Metroid Prime is an interesting case, because its seemingly non-diegetic elements are, in fact, diegetic.

A snowy vista in Metroid Prime. Note the diegetic HUD.

There is a very prominent HUD in the game, but it’s inside the visor of Samus’ helmet. The icons to denote switching weapons and whatnot are actually within the world of the game. When Samus gets wet, water droplets drip down the screen. When there is a blast near her face, you can see the reflection of her visage in the visor. But she never speaks. She is alone on an alien world, and the player is immersed in it through (mostly) diegetic gameplay.

I was also drawn to Galloway’s concept of “ambient acts” in video games: that in many games, when the player just sits back and doesn’t do anything, the game continues on its own, playing itself in a way. The world of the game exists even when the player doesn’t interact with it. There’s a certain zen to this idea. On a basic level, it’s a microcosm for real life–when the hero does nothing, Earth is extant. People go on their daily routines, the sun sets, day turns to night, and night turns to day. In a way, regardless of all the power-ups we’ve got, we don’t matter at all.

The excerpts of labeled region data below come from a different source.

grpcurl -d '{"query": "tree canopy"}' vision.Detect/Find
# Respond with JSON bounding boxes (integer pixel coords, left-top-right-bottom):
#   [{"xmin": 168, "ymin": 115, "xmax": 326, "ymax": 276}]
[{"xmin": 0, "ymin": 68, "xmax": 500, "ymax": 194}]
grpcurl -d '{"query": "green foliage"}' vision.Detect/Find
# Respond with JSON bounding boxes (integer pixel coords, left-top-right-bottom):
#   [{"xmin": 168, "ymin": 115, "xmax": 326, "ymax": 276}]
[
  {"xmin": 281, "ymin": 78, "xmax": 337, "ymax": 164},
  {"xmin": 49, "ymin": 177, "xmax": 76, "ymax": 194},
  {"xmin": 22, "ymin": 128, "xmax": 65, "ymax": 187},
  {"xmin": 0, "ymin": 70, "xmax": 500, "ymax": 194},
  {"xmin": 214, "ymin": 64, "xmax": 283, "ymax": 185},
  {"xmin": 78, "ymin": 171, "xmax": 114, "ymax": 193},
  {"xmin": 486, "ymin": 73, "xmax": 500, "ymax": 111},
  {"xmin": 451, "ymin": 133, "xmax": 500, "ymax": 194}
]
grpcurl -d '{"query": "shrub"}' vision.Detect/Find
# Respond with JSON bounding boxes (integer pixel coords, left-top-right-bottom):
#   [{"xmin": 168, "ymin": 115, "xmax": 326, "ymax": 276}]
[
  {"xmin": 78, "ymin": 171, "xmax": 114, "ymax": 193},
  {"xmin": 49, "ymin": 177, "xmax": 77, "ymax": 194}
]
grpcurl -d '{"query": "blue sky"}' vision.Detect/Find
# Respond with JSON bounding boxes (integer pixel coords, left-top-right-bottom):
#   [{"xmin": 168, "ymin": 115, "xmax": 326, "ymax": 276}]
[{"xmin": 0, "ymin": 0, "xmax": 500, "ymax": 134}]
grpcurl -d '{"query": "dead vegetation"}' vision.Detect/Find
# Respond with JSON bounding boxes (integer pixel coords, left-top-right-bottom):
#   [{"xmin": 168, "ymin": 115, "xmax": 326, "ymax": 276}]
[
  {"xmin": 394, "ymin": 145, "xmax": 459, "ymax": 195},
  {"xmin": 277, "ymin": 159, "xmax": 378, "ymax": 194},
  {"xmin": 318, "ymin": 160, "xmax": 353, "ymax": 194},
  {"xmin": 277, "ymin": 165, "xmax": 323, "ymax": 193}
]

I know I didn’t really talk about anything I didn’t understand in the reading, but I thought this would suffice.

What Metroid teaches us

For my first blog post, I thought I’d explore our reading from A Theory of Fun as it applies to Nintendo’s groundbreaking Metroid, from 1986.

Metroid is most famous for being the first major video game with a female protagonist. Players assume they’re playing as a burly dude in manly armor until the very end of the game, when Samus removes her helmet to reveal her true nature–she’s a beautiful woman!

But the other major innovation with Metroid, and the one I’ll be addressing in this post,┬áis that it was one of the first non-linear platforming video games.

Raph Koster divides early video games into two paradigms: “get to the other side” games and “visit every location” games. Metroid combined the two. Producer Gunpei Yokoi wanted to mix the platforming of Super Mario Bros. with the exploration elements of The Legend of Zelda. While intrinsically, the goal of Metroid is to jump and shoot your way to the end of the game, multiple paths are presented to the player. Some are traversable from the beginning, and others require powerups to reach. So players, instead of only looking for the end of the “level,” must first search for said powerups to reach the end.

Before this point, platformers were seen as “go to the right of the screen, jump over obstacles, kill bad guys, win.” Metroid added another dimension, as it required *gasp* leftward movement, backtracking to reach new parts of old levels, and a higher level of critical thinking.

The Metroid series has continued to break new ground in adventure platforming, from 1994’s SNES masterpiece Super Metroid to 2002’s argument-for-games-as-art Metroid Prime on the GameCube. The gameplay style has changed other games as well, like Konami’s Castlevania series. But they’re all based on the concepts of the 1986 original: nonlinear gameplay derived from finding powerups to get to new areas.